Raster images, being arrays of numbers, are a natural fit for MATLAB, and indeed MATLAB is a convenient tool for applications such as image processing. Raster images always have 2 spatial dimensions (horizontal and vertical), and 1 or more color planes. Typically, grayscale images are stored as a 2-dimensional array, representing 1 color plane with values of 0.0 indicating black, 1.0 indicating white and intermediate values indicating various shades of gray. Color images are similar to grayscale images, but are most often stored as a 3-dimensional array, which is really a stack of three 2-dimensional color planes: one for each primary color: red, green and blue ("RGB"). As with grayscale images, values in the RGB color planes represent brightness of each color. Note that when all three color values are the same, the resulting color is a shade of gray.

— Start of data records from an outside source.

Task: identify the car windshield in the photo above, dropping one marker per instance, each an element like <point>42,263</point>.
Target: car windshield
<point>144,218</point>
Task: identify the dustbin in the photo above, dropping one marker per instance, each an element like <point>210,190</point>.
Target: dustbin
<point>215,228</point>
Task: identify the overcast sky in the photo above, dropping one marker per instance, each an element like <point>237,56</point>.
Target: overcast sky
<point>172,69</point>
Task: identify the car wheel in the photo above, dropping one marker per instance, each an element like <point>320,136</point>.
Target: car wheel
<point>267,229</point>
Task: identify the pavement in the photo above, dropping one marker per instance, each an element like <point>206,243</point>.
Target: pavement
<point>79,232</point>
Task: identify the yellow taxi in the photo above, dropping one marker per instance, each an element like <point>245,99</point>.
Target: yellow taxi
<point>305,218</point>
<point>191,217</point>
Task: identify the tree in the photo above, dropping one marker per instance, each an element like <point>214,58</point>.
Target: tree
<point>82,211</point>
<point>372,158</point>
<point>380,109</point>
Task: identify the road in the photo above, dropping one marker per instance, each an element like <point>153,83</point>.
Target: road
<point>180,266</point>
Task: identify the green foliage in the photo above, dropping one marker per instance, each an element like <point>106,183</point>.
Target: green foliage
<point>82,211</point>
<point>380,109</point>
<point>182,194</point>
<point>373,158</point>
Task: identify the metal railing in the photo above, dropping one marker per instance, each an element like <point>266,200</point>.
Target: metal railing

For the reader's knowledge, there are also index images which will not be covered here, but which are full of index numbers (integers) which do not represent colors directly, but instead indicate locations in a palette. Also, brightness values are often stored in files as integers, such as 0 - 255 instead of 0.0 to 1.0.

Loading Images from Disk

In MATLAB, images are read from disk using the imread function. Using imread is easy. The basic parameters are the location of the image file and the file format:

>> A = imread('c:\QRNG.png','PNG');
>> whos
Name Size Bytes Class Attributes

A 942 x 1680 x 3 4747680 uint8

This image is 942 pixels vertical by 1680 pixels horizontal, with 3 color planes (red, green and blue). Note that image data has been store in MATLAB as unsigned 8-bit integers (uint8). Since I often make multiple calculations on images, I typically convert the data type to double-precision real (double) and scale to 0.0 - 1.0 (though this will slow calculation):

>> B = double(A) / 255;

Displaying Images

Showing images on the screen is most easily accomplish using the image function:

image(A)

Grayscale images will display using a default palette, which can be changed via the colormap command:

>>colormap gray

Images will be fit to the screen, which may distort their aspect ratio. This can be fixed using:

>>axis equal

...meaning that pixels will use equal scales horizontally and vertically.

Manipulating Images

As arrays, images can be modified using all the fun things we usually do to arrays in MATLAB (subsetting, math operations, etc.). I will mention one other useful base MATLAB tool for image processing: the rgb2hsv function, which converts an RGB image to an HSV one. HSV is a different colorspace (way of representing colors). HSV arrays are similar to RGB arrays, except their 3 color planes are hue, saturation and value (in that order). It is often convenient to work on the value ("brightness") plane, to isolate changes in light/dark from changes in the color. To get back to the land of RGB, use the function hsv2rgb.

Saving Images to Disk

Images can be saved to disk using the imwrite command. This is essentially the inverse of the imread command:

imwrite(A,'New Image.bmp','BMP')

...with the parameters indicating the array to be saved as an image file, the file location and image file format, in that order.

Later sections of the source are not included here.